Tuesday, 12 June 2007

Padraig Harrington is hoping his victory in the Irish Open at Adare Manor last month will provide the catalyst for his first Major title at this week’s US Open at Oakmont Country Club.

After coming so close to winning the title a year ago at Winged Foot, where three pars to finish would have been good enough, and also contending in this year’s Masters Tournament, Harrington is confident he is capable of winning the season’s second Major over what is expected to be one of the toughest examinations ever faced.

His victory at Adare Manor, where he ended a 25 year wait for a home winner, has given the Irishmen further impetus to claim his first Major.

“For me winning the Irish open was not necessarily winning on the course but more just dealing with everything that went around it,” said last season’s European Tour Number One. “And if you get in contention at the US Open, it can be quite a circus around the actual event.

“There was a lot of distraction in Ireland that I went through well and kept my mind focused on winning.”

Harrington will need that focus at Oakmont which he called a fair test yet one that he expected to be tougher than last year's US Open at Winged Foot.

The winning score at Winged Foot was five over par 285 posted by Australian Geoff Ogilvy and Harrington admitted he would be hard pressed to predict a wining score but left no doubt who he felt was in control of it.

Asked if he would accept four rounds of 72 on the par 70 layout, he said: "I wouldn't be putting my house on that eight over par is going to win this tournament. But I certainly think it's got a chance.
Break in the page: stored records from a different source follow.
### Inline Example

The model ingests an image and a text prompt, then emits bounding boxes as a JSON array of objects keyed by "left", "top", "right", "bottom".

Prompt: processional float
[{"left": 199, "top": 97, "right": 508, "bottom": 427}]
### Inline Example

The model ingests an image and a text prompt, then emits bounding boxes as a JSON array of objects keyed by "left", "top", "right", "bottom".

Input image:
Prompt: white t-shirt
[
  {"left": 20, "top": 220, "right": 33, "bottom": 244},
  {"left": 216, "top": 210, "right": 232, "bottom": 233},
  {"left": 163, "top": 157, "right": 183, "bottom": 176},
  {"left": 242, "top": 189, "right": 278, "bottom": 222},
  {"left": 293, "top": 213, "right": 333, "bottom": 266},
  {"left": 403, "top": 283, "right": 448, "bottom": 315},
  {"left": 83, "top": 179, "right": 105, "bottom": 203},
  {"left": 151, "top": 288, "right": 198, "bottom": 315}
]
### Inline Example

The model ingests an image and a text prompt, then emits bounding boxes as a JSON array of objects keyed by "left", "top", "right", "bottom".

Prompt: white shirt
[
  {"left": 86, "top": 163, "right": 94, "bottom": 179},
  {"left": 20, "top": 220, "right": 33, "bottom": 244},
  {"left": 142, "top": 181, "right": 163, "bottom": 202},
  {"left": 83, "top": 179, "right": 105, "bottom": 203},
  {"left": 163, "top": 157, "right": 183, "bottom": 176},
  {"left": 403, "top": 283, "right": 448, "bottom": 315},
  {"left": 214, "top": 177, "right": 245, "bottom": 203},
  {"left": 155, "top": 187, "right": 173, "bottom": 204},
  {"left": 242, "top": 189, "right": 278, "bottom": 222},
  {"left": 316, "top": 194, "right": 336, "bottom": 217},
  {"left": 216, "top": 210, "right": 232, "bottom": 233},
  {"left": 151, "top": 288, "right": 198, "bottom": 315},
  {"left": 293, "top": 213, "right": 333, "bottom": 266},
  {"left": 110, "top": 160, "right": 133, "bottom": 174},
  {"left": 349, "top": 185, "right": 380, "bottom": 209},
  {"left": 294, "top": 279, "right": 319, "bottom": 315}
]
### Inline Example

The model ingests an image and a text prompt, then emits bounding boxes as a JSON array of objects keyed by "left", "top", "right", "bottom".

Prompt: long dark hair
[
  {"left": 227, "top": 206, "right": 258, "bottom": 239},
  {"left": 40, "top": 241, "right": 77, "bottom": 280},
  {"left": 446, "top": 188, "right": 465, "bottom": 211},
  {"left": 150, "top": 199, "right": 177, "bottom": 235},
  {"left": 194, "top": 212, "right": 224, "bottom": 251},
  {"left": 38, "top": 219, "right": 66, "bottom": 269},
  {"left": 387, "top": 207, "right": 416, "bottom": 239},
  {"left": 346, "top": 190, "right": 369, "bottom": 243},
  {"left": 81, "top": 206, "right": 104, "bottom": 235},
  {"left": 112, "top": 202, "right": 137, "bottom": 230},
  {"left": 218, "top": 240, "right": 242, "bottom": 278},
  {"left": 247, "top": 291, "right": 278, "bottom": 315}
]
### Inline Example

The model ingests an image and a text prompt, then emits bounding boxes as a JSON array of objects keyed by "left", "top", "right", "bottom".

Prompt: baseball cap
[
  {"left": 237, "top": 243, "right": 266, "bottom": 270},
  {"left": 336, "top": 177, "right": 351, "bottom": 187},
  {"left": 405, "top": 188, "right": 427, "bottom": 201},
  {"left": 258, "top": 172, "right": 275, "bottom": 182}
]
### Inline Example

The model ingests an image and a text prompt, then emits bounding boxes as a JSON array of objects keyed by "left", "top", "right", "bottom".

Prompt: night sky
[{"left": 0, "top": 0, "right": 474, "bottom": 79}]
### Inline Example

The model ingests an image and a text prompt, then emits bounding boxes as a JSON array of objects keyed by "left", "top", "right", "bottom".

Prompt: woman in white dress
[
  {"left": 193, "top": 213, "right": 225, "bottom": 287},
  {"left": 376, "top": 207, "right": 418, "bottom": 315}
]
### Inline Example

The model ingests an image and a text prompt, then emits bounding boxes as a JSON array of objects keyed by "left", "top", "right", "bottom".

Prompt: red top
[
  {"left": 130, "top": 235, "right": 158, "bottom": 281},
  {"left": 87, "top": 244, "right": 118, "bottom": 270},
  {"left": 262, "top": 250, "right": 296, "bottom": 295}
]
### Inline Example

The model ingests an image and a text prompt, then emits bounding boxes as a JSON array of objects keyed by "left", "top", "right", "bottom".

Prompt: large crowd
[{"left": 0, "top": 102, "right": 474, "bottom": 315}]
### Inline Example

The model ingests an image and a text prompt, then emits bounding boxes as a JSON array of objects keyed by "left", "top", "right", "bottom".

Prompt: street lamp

"As I said, if the USGA want us to shoot level par this week, the winning score will be level par.

"So it's much more in their control than it is in any player's control. If somebody goes out and shoots 66 the first day, God help the rest of us for the next three days. But I don't see that happening."

Harrington has three top ten finishes in the US Open, most recently last year at Winged Foot when he tied for fifth.

“There are a number of events that as I’ve gone on would give me confidence to believe that I can produce the goods to win, and probably none more so than the US Open last year.

"I had three pars to win the US Open last year and was very comfortable in that position," said Harrington.

"It rolls off the tongue very well, three pars to win the US Open, sounds pretty straightforward. I was playing great, felt comfortable to that stage and didn't play the last three holes pretty badly either. I'm well capable of doing it."

For Harrington to win, he will have to tame what a course which boasts the longest hole in US Open history, the 667 yard 12th, the longest par three in the 288 yard eighth hole and, for good measure, the second longest par four with the 15th measuring 500 yards.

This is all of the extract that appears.